This is my proof, using multiple induction.
Base Case: $k = l = 1$
$$(a^1)^1 := a^1 := a$$
Assume the inductive hypothesis $a^k a^l = a^{k+l}$
For $k+1$
$$(a^{k+1})^l = (a^k a)^l = (a^k)^l a^l = a^{kl} a^l = a^{kl+l} = a^{(k+1)l}$$
Similarly for $l+1$
$$(a^k)^{l+1} = (a^k)^l (a^k)^1 = (a^{kl}) a^k = a^{kl+k} = a^{k(l+1)}$$
I have already proved addition of powers before this exercise so that is assumed. My only problem is, can I assume $(ab)^l = a^l b^l$ for $a,b$ elements of a group and $l \in \mathbb{Z}$?
Thank you!
I will use this definition: for $n\in\mathbb{Z}^{+}$, $x^{n}=x\cdots x$ ($n$ terms), $x^{0}=1$, $x^{-n}=x^{-1}\cdots x^{-1}$ ($n$ terms). I will use this property: $(ab)^{-1}=b^{-1}a^{-1}$ for $a,b\in G$. We need a lemma first.
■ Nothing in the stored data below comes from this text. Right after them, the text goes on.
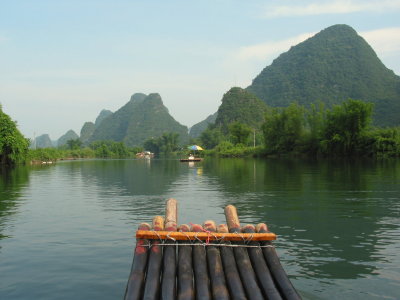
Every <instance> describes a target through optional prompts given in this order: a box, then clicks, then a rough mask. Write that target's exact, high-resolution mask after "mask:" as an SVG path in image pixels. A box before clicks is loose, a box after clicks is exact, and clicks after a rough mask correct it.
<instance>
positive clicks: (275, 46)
mask: <svg viewBox="0 0 400 300" xmlns="http://www.w3.org/2000/svg"><path fill="white" fill-rule="evenodd" d="M314 34H315V33H303V34H300V35H298V36H295V37H291V38H288V39H285V40H281V41H269V42H265V43H260V44H256V45H250V46H245V47H241V48H240V49H239V50H238V51H236V53H235V54H234V57H235V58H236V59H238V60H241V61H249V60H257V61H265V60H266V59H267V58H272V57H274V56H277V55H279V54H280V53H282V52H286V51H287V50H289V49H290V47H291V46H294V45H297V44H298V43H301V42H303V41H305V40H306V39H308V38H310V37H312V36H313V35H314Z"/></svg>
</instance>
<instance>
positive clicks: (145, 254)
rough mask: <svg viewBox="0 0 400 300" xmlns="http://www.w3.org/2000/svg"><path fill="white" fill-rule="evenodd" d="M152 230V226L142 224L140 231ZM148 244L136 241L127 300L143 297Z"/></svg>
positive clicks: (148, 251)
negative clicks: (151, 228)
mask: <svg viewBox="0 0 400 300" xmlns="http://www.w3.org/2000/svg"><path fill="white" fill-rule="evenodd" d="M150 228H151V227H150V225H149V224H147V223H141V224H140V225H139V230H149V229H150ZM148 243H149V241H147V240H143V239H137V240H136V247H135V252H134V256H133V262H132V268H131V272H130V274H129V278H128V283H127V285H126V290H125V300H138V299H141V297H142V293H143V286H144V278H145V274H146V265H147V257H148V252H149V248H148Z"/></svg>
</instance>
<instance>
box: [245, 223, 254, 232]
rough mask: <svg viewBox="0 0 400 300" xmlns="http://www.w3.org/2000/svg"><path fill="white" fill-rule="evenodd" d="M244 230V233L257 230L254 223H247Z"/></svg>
mask: <svg viewBox="0 0 400 300" xmlns="http://www.w3.org/2000/svg"><path fill="white" fill-rule="evenodd" d="M242 232H244V233H252V232H256V227H255V226H254V225H252V224H247V225H245V226H243V227H242Z"/></svg>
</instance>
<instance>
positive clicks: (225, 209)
mask: <svg viewBox="0 0 400 300" xmlns="http://www.w3.org/2000/svg"><path fill="white" fill-rule="evenodd" d="M225 218H226V223H227V224H228V228H229V231H230V232H232V231H237V230H239V231H240V221H239V217H238V214H237V210H236V207H235V206H233V205H228V206H226V207H225Z"/></svg>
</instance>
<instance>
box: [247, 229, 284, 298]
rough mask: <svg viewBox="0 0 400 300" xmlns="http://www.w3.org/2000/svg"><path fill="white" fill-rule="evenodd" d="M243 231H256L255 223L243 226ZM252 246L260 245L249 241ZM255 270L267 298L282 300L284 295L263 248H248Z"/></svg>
mask: <svg viewBox="0 0 400 300" xmlns="http://www.w3.org/2000/svg"><path fill="white" fill-rule="evenodd" d="M242 232H246V233H254V232H255V227H254V225H246V226H244V227H243V228H242ZM249 244H250V245H251V246H259V245H260V244H259V243H258V242H251V243H249ZM247 252H248V254H249V257H250V260H251V263H252V264H253V269H254V272H255V273H256V276H257V278H258V281H259V283H260V288H261V291H262V292H263V294H264V297H265V298H266V299H274V300H281V299H282V297H281V295H280V293H279V290H278V289H277V287H276V286H275V283H274V280H273V278H272V276H271V273H270V271H269V269H268V266H267V263H266V262H265V259H264V256H263V253H262V250H261V248H247Z"/></svg>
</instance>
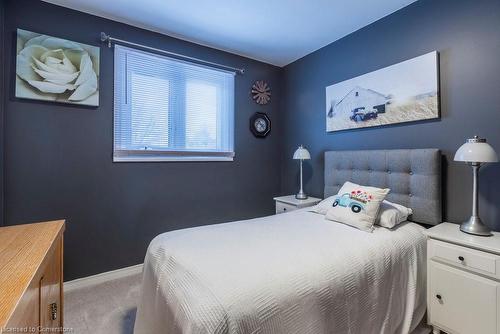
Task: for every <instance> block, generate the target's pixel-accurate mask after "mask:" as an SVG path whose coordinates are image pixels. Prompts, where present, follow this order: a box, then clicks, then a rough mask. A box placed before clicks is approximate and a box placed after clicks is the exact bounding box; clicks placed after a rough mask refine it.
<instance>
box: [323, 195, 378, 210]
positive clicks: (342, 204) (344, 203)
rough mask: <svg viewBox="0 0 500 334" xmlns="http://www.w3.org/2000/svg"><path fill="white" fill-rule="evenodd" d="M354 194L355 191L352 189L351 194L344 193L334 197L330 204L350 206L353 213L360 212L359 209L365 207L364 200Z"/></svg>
mask: <svg viewBox="0 0 500 334" xmlns="http://www.w3.org/2000/svg"><path fill="white" fill-rule="evenodd" d="M353 194H354V195H353ZM355 195H356V191H353V192H352V193H351V194H349V193H345V194H342V195H341V196H337V197H336V198H335V201H333V204H332V206H333V207H336V206H337V205H340V206H343V207H346V208H350V209H351V211H352V212H354V213H359V212H361V210H364V209H365V205H366V201H365V200H363V199H361V198H358V197H356V196H355ZM370 196H371V195H370Z"/></svg>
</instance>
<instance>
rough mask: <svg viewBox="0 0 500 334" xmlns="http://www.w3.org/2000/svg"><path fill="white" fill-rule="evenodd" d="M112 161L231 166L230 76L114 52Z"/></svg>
mask: <svg viewBox="0 0 500 334" xmlns="http://www.w3.org/2000/svg"><path fill="white" fill-rule="evenodd" d="M114 80H115V93H114V94H115V96H114V153H113V160H114V161H175V160H183V161H186V160H187V161H193V160H205V161H206V160H209V161H211V160H213V161H218V160H232V159H233V157H234V149H233V142H234V140H233V137H234V125H233V118H234V73H232V72H227V71H223V70H218V69H214V68H209V67H206V66H201V65H195V64H193V63H188V62H185V61H182V60H177V59H174V58H169V57H165V56H160V55H157V54H154V53H148V52H144V51H140V50H136V49H131V48H127V47H124V46H120V45H116V46H115V79H114Z"/></svg>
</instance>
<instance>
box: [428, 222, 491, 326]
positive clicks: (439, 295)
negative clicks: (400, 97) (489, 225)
mask: <svg viewBox="0 0 500 334" xmlns="http://www.w3.org/2000/svg"><path fill="white" fill-rule="evenodd" d="M425 234H426V235H427V312H428V322H429V324H430V325H432V326H433V333H434V334H439V333H440V332H441V330H442V331H445V332H446V333H449V334H479V333H480V334H499V333H500V233H496V232H494V233H493V236H491V237H480V236H474V235H470V234H466V233H463V232H460V230H459V225H457V224H450V223H442V224H439V225H437V226H435V227H433V228H431V229H429V230H427V231H426V232H425Z"/></svg>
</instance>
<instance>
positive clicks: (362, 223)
mask: <svg viewBox="0 0 500 334" xmlns="http://www.w3.org/2000/svg"><path fill="white" fill-rule="evenodd" d="M389 191H390V189H381V188H376V187H367V186H361V185H359V184H355V183H352V182H346V183H344V185H343V186H342V188H340V190H339V192H338V194H337V196H336V197H335V199H334V201H333V203H332V206H331V207H330V208H329V209H328V211H327V213H326V216H325V218H326V219H329V220H333V221H336V222H339V223H342V224H346V225H350V226H353V227H356V228H358V229H360V230H363V231H366V232H372V231H373V225H374V224H375V221H376V219H377V215H378V211H379V209H380V205H381V204H382V201H383V200H384V198H385V196H387V194H388V193H389Z"/></svg>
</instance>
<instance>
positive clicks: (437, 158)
mask: <svg viewBox="0 0 500 334" xmlns="http://www.w3.org/2000/svg"><path fill="white" fill-rule="evenodd" d="M346 181H351V182H354V183H357V184H361V185H366V186H373V187H379V188H390V189H391V192H390V193H389V194H388V195H387V200H389V201H391V202H394V203H398V204H401V205H404V206H406V207H409V208H411V209H412V210H413V216H412V217H410V219H409V220H411V221H414V222H418V223H424V224H431V225H436V224H439V223H441V219H442V212H441V211H442V206H441V153H440V151H439V150H438V149H409V150H367V151H327V152H325V194H324V195H325V198H326V197H328V196H332V195H336V194H337V192H338V191H339V190H340V188H341V187H342V185H343V184H344V182H346Z"/></svg>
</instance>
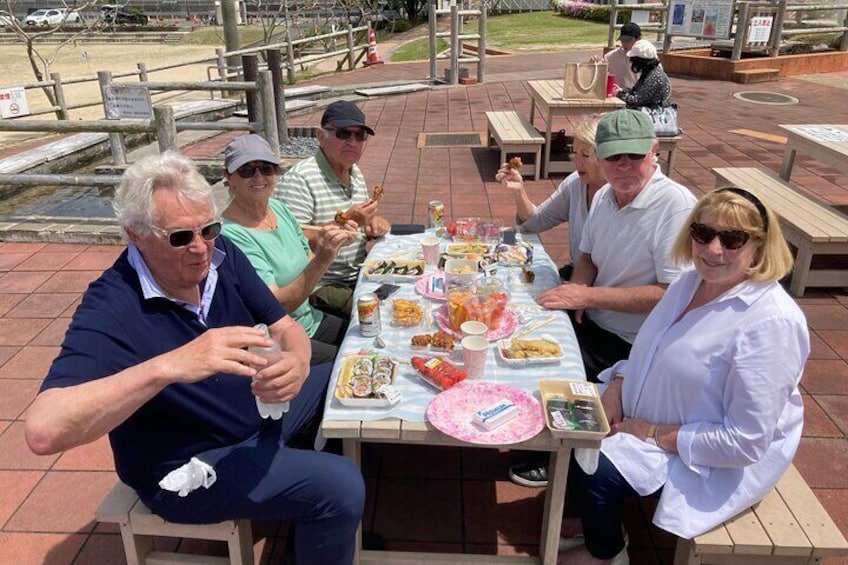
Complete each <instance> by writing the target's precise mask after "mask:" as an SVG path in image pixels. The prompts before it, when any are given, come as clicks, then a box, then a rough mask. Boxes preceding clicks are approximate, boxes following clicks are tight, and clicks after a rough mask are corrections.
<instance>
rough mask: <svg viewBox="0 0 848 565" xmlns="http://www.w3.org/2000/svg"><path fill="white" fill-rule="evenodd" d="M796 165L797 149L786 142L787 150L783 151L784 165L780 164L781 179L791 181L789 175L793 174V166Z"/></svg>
mask: <svg viewBox="0 0 848 565" xmlns="http://www.w3.org/2000/svg"><path fill="white" fill-rule="evenodd" d="M794 164H795V148H794V147H793V146H792V145H790V144H789V142H788V141H787V142H786V149H784V150H783V163H781V164H780V178H782V179H783V180H789V175H791V174H792V166H793V165H794Z"/></svg>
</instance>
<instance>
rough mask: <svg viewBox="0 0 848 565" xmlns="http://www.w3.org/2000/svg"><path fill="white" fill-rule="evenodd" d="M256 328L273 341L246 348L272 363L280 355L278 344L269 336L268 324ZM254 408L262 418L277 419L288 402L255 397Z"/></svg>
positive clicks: (288, 403) (279, 346)
mask: <svg viewBox="0 0 848 565" xmlns="http://www.w3.org/2000/svg"><path fill="white" fill-rule="evenodd" d="M253 327H254V328H256V329H257V330H262V331H264V332H265V337H267V338H268V339H270V340H271V341H273V342H274V344H273V345H271V346H270V347H257V346H255V345H251V346H250V347H248V348H247V350H248V351H250V352H251V353H255V354H256V355H259V356H260V357H264V358H265V359H267V360H268V361H269V362H271V363H273V362H274V361H276V360H277V357H279V355H280V344H279V343H277V341H276V340H275V339H273V338H272V337H271V333H270V332H269V331H268V326H266V325H265V324H256V325H255V326H253ZM256 409H257V410H258V411H259V415H260V416H261V417H262V418H271V419H272V420H279V419H280V418H282V417H283V412H288V411H289V403H288V402H263V401H261V400H259V397H258V396H257V397H256Z"/></svg>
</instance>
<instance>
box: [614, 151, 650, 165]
mask: <svg viewBox="0 0 848 565" xmlns="http://www.w3.org/2000/svg"><path fill="white" fill-rule="evenodd" d="M622 157H627V160H628V161H641V160H642V159H644V158H645V155H639V154H638V153H619V154H618V155H610V156H609V157H604V161H606V162H607V163H617V162H618V161H620V160H621V159H622Z"/></svg>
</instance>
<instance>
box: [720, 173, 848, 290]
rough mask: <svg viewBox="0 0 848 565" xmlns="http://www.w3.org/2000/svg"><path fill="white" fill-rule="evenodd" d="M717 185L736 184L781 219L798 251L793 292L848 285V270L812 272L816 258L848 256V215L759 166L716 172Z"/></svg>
mask: <svg viewBox="0 0 848 565" xmlns="http://www.w3.org/2000/svg"><path fill="white" fill-rule="evenodd" d="M713 174H715V176H716V186H719V185H725V184H732V185H735V186H738V187H740V188H744V189H745V190H749V191H751V192H752V193H754V194H756V195H757V196H759V197H761V198H762V199H763V201H764V202H766V203H767V204H768V205H769V206H770V207H771V209H772V210H774V212H775V213H776V214H777V215H778V217H779V218H780V227H781V228H782V229H783V235H784V237H785V238H786V240H787V241H788V242H789V243H791V244H792V245H793V246H795V247H796V248H797V249H798V253H797V254H796V256H795V268H794V269H793V270H792V279H791V281H790V283H789V290H790V292H791V293H792V294H793V295H795V296H803V295H804V289H805V288H806V287H808V286H814V287H822V286H826V287H844V286H848V269H812V270H811V265H812V260H813V256H814V255H837V254H848V216H845V215H844V214H841V213H840V212H838V211H837V210H835V209H834V208H832V207H831V206H828V205H827V204H823V203H821V202H818V201H816V200H814V199H812V198H810V197H809V196H806V195H805V194H802V193H801V192H800V191H799V190H797V189H796V188H795V187H794V186H793V185H792V184H790V183H789V182H787V181H785V180H783V179H781V178H780V177H779V176H778V175H777V173H773V172H771V171H767V170H764V169H760V168H757V167H719V168H714V169H713Z"/></svg>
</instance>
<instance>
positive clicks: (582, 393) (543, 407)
mask: <svg viewBox="0 0 848 565" xmlns="http://www.w3.org/2000/svg"><path fill="white" fill-rule="evenodd" d="M539 392H540V393H541V397H542V410H543V411H544V413H545V424H546V425H547V426H548V429H549V430H551V435H552V436H554V437H562V438H572V439H592V440H600V439H603V438H604V437H606V436H607V435H608V434H609V423H608V422H607V415H606V413H605V412H604V407H603V406H602V405H601V397H600V395H599V394H598V387H597V386H595V383H590V382H586V381H567V380H555V379H545V380H541V381H539Z"/></svg>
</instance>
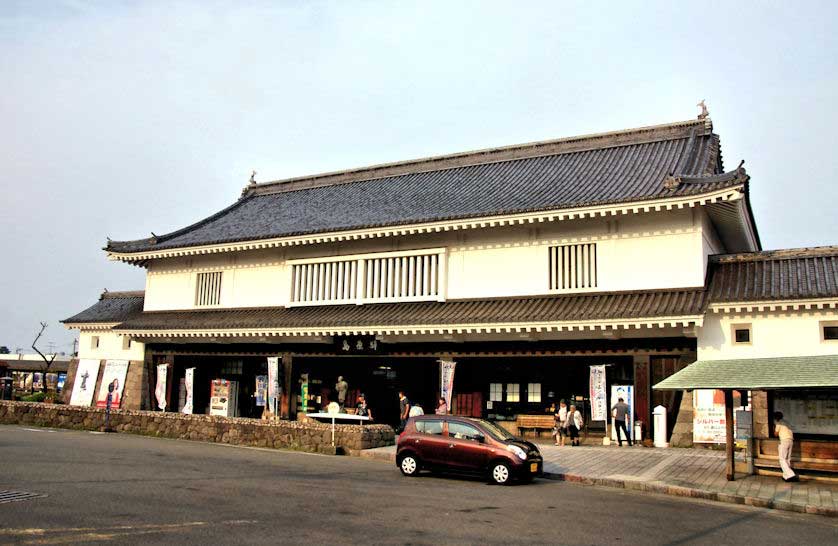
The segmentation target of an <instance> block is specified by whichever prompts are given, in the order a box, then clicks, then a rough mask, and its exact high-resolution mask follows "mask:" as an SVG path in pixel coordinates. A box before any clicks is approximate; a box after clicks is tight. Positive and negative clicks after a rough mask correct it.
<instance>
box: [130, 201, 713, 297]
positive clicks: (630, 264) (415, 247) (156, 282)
mask: <svg viewBox="0 0 838 546" xmlns="http://www.w3.org/2000/svg"><path fill="white" fill-rule="evenodd" d="M708 225H709V223H708V222H707V221H706V218H704V217H703V213H702V212H701V211H700V210H698V211H697V210H695V209H683V210H676V211H666V212H658V213H648V214H639V215H630V216H617V217H613V218H611V217H609V218H597V219H585V220H576V221H565V222H553V223H542V224H532V225H525V226H515V227H505V228H487V229H482V230H464V231H455V232H440V233H435V234H427V235H413V236H405V237H400V238H385V239H373V240H361V241H351V242H344V243H340V244H338V243H330V244H323V245H308V246H300V247H289V248H284V249H269V250H258V251H247V252H237V253H225V254H217V255H211V256H198V257H193V258H177V259H167V260H155V261H153V262H151V264H150V265H149V268H148V274H147V277H146V298H145V310H146V311H154V310H165V309H193V308H195V305H194V298H195V279H196V274H197V273H198V272H205V271H223V272H224V274H223V280H222V296H221V307H227V308H230V307H262V306H265V307H269V306H282V305H287V303H288V301H289V292H290V267H288V266H287V265H286V260H291V259H300V258H314V257H323V256H341V255H349V254H363V253H373V252H388V251H394V250H413V249H422V248H439V247H445V248H447V249H448V277H447V298H448V299H461V298H487V297H499V296H524V295H539V294H547V293H550V291H549V287H548V279H549V271H548V263H549V261H548V249H549V247H550V246H551V245H557V244H573V243H582V242H596V243H597V262H598V286H597V288H596V289H595V290H593V291H622V290H649V289H661V288H683V287H697V286H703V284H704V276H705V269H706V262H707V260H706V254H707V253H708V252H716V251H717V248H716V247H715V246H714V243H713V240H714V237H715V234H711V235H710V236H708V235H706V232H707V226H708Z"/></svg>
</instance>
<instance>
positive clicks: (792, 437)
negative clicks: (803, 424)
mask: <svg viewBox="0 0 838 546" xmlns="http://www.w3.org/2000/svg"><path fill="white" fill-rule="evenodd" d="M774 432H775V433H776V434H777V436H778V437H779V438H780V449H779V452H778V453H777V455H778V456H779V458H780V468H781V469H782V470H783V481H785V482H799V481H800V476H798V475H797V474H795V472H794V470H792V469H791V448H792V446H793V445H794V432H792V430H791V426H789V424H788V423H787V422H786V421H784V420H783V412H782V411H775V412H774Z"/></svg>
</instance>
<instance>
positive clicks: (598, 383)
mask: <svg viewBox="0 0 838 546" xmlns="http://www.w3.org/2000/svg"><path fill="white" fill-rule="evenodd" d="M589 387H590V392H589V396H590V398H591V421H607V420H608V399H607V397H606V396H607V393H606V391H605V365H599V366H591V377H590V385H589Z"/></svg>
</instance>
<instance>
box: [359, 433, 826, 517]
mask: <svg viewBox="0 0 838 546" xmlns="http://www.w3.org/2000/svg"><path fill="white" fill-rule="evenodd" d="M358 456H360V457H362V458H364V459H372V460H376V461H386V462H389V463H392V464H395V463H396V454H395V453H393V452H376V451H374V450H369V451H367V450H364V451H361V452H360V453H359V454H358ZM542 477H543V478H545V479H548V480H556V481H564V482H571V483H578V484H582V485H599V486H603V487H615V488H618V489H628V490H630V491H646V492H649V493H658V494H661V495H671V496H673V497H687V498H693V499H703V500H709V501H715V502H724V503H728V504H742V505H746V506H755V507H757V508H770V509H773V510H785V511H788V512H798V513H803V514H817V515H819V516H827V517H838V510H836V509H833V508H823V507H820V506H814V505H811V504H799V503H793V502H788V501H779V500H768V499H761V498H759V497H749V496H745V495H735V494H732V493H722V492H718V491H707V490H705V489H696V488H693V487H684V486H679V485H668V484H665V483H661V482H642V481H632V480H620V479H616V478H592V477H590V476H580V475H578V474H563V473H553V472H545V473H544V474H543V475H542Z"/></svg>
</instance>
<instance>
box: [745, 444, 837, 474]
mask: <svg viewBox="0 0 838 546" xmlns="http://www.w3.org/2000/svg"><path fill="white" fill-rule="evenodd" d="M756 444H757V445H756V453H755V456H754V466H756V467H757V468H770V469H778V468H780V459H779V455H778V452H779V448H780V443H779V441H778V440H776V439H773V438H772V439H762V438H760V439H757V440H756ZM791 467H792V468H793V469H795V470H810V471H815V472H830V473H835V472H838V443H836V442H825V441H818V440H795V441H794V446H793V447H792V453H791Z"/></svg>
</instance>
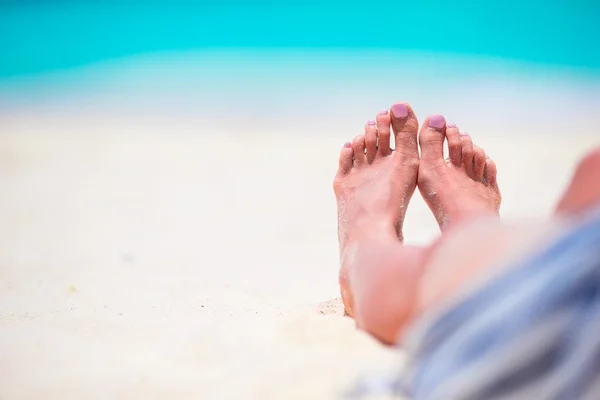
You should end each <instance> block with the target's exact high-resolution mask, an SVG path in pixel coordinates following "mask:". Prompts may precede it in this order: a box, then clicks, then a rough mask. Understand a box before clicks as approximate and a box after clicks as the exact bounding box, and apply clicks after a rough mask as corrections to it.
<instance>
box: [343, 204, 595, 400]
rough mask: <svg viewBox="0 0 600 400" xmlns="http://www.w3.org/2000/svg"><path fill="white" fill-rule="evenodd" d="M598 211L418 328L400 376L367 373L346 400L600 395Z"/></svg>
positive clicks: (410, 339) (412, 339)
mask: <svg viewBox="0 0 600 400" xmlns="http://www.w3.org/2000/svg"><path fill="white" fill-rule="evenodd" d="M594 215H595V218H590V219H587V221H586V222H584V223H582V224H580V225H579V226H577V228H576V229H573V230H571V231H570V232H567V233H566V234H565V235H563V236H562V237H561V238H560V239H558V240H556V241H555V242H554V243H553V244H552V245H551V246H550V247H547V248H546V249H545V250H543V251H541V252H538V253H537V254H535V255H533V256H531V257H529V258H528V259H526V260H524V261H523V262H522V264H521V265H519V266H516V268H511V269H509V270H507V271H506V272H505V273H504V274H503V275H501V276H500V277H498V278H497V279H495V280H493V281H491V282H489V283H487V284H485V285H484V286H482V287H481V288H480V289H478V290H476V291H475V292H474V293H472V294H471V295H469V296H467V297H465V298H464V299H463V300H462V301H460V302H459V303H457V304H456V305H454V306H452V307H451V308H449V309H446V310H444V311H443V312H441V313H440V314H439V315H437V316H435V318H433V319H428V322H427V323H426V324H425V325H426V326H420V327H418V329H415V330H414V332H415V333H417V332H418V337H412V338H411V337H409V338H408V339H409V340H408V344H409V346H408V349H407V350H408V352H409V355H410V360H411V362H410V368H409V371H408V373H406V374H403V375H402V377H401V379H398V378H396V379H392V380H387V381H386V382H381V381H377V380H373V379H371V378H369V379H366V380H364V381H363V382H362V383H361V384H360V385H358V386H356V387H354V388H353V390H352V391H350V392H348V393H346V395H347V396H346V397H347V398H365V395H368V394H373V393H374V392H379V393H381V392H386V393H387V394H392V393H393V394H398V395H401V397H408V398H413V399H416V400H483V399H485V400H496V399H502V400H504V399H526V400H537V399H540V400H545V399H556V400H563V399H564V400H578V399H584V400H587V399H589V400H600V213H594ZM415 339H416V340H415ZM410 343H414V345H411V344H410Z"/></svg>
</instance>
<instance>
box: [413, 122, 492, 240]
mask: <svg viewBox="0 0 600 400" xmlns="http://www.w3.org/2000/svg"><path fill="white" fill-rule="evenodd" d="M444 139H447V140H448V149H449V153H450V154H449V155H450V158H449V160H444V151H443V148H444ZM419 146H420V147H421V161H420V164H419V179H418V183H419V191H420V192H421V195H422V196H423V199H425V201H426V202H427V204H428V205H429V208H430V209H431V211H432V212H433V215H434V216H435V218H436V220H437V222H438V224H439V226H440V229H442V230H445V229H446V228H447V226H448V225H449V224H456V223H458V222H461V221H463V220H465V219H470V218H473V217H476V216H479V215H481V214H494V215H498V212H499V209H500V202H501V196H500V190H499V189H498V184H497V182H496V165H495V164H494V162H493V161H492V160H490V159H489V158H487V157H486V155H485V152H484V151H483V149H481V148H479V147H477V146H474V145H473V142H472V140H471V137H470V136H469V135H468V134H467V133H461V132H460V131H459V129H458V127H457V126H456V125H453V124H448V125H446V120H445V119H444V117H443V116H441V115H439V114H435V115H431V116H430V117H428V118H427V119H426V120H425V122H424V123H423V126H422V127H421V130H420V132H419Z"/></svg>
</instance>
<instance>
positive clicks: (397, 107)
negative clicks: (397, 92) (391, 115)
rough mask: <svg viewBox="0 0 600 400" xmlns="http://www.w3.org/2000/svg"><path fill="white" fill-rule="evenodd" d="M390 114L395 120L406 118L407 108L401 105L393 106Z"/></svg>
mask: <svg viewBox="0 0 600 400" xmlns="http://www.w3.org/2000/svg"><path fill="white" fill-rule="evenodd" d="M392 114H394V117H396V118H406V117H407V116H408V107H406V105H404V104H402V103H398V104H394V105H393V106H392Z"/></svg>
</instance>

Proof of lemma. We have $$ \begin{split} x^{a}x^{-a}&=(x\cdots x)(x^{-1}\cdots x^{-1}) \quad \textrm{($a$ terms each)}\\ &=1. \end{split} $$ Similarly, $x^{-a}x^{a}=1$. So $(x^{a})^{-1}=x^{-a}$.
Proof of the question.
Case 1: $k,l>0$.
Then $$ \begin{split} a^{k}a^{l}&=(a\cdots a)(a\cdots a) \quad \textrm{($k,l$ terms, respectively)}\\ &=a\cdots a \quad \textrm{($k+l$ terms)}\\ &=a^{k+l}. \end{split} $$
Case 2: $k$ or $l=0$. Easy.
Case 3: $k<0$ and $l>0$.
If $-k> l$, then $$ \begin{split} a^{k}a^{l}&=a^{-(-k)}a^{l}=(a^{-k})^{-1}a^{l} \quad \textrm{by the lemma}\\ &=(a^{l}a^{-k-l})^{-1}a^{l} \quad \textrm{by case 1}\\ &=(a^{-k-l})^{-1}(a^{l})^{-1}a^{l}=a^{-(-k-l)} \quad \textrm{by the lemma}\\ &=a^{k+l}. \end{split} $$ If $-k\leq l$, then $$ \begin{split} a^{k}a^{l}&=a^{-(-k)}a^{l}=(a^{-k})^{-1}a^{l} \quad \textrm{by the lemma}\\ &=(a^{-k})^{-1}a^{-k}a^{l-(-k)} \quad \textrm{by case 1 or case 2}\\ &=a^{k+l}. \end{split} $$
Case 4: $k>0$ and $l<0$. Similar to case 3.
Case 5: $k,l<0$.
Then $$ \begin{split} a^{k}a^{l}&=a^{-(-k)}a^{-(-l)}=(a^{-k})^{-1}(a^{-l})^{-1} \quad \textrm{by the lemma}\\ &=(a^{-l}a^{-k})^{-1}=(a^{-l-k})^{-1} \quad \textrm{by case 1}\\ &=a^{-(-l-k)} \quad \textrm{by the lemma}\\ &=a^{k+l}. \end{split} $$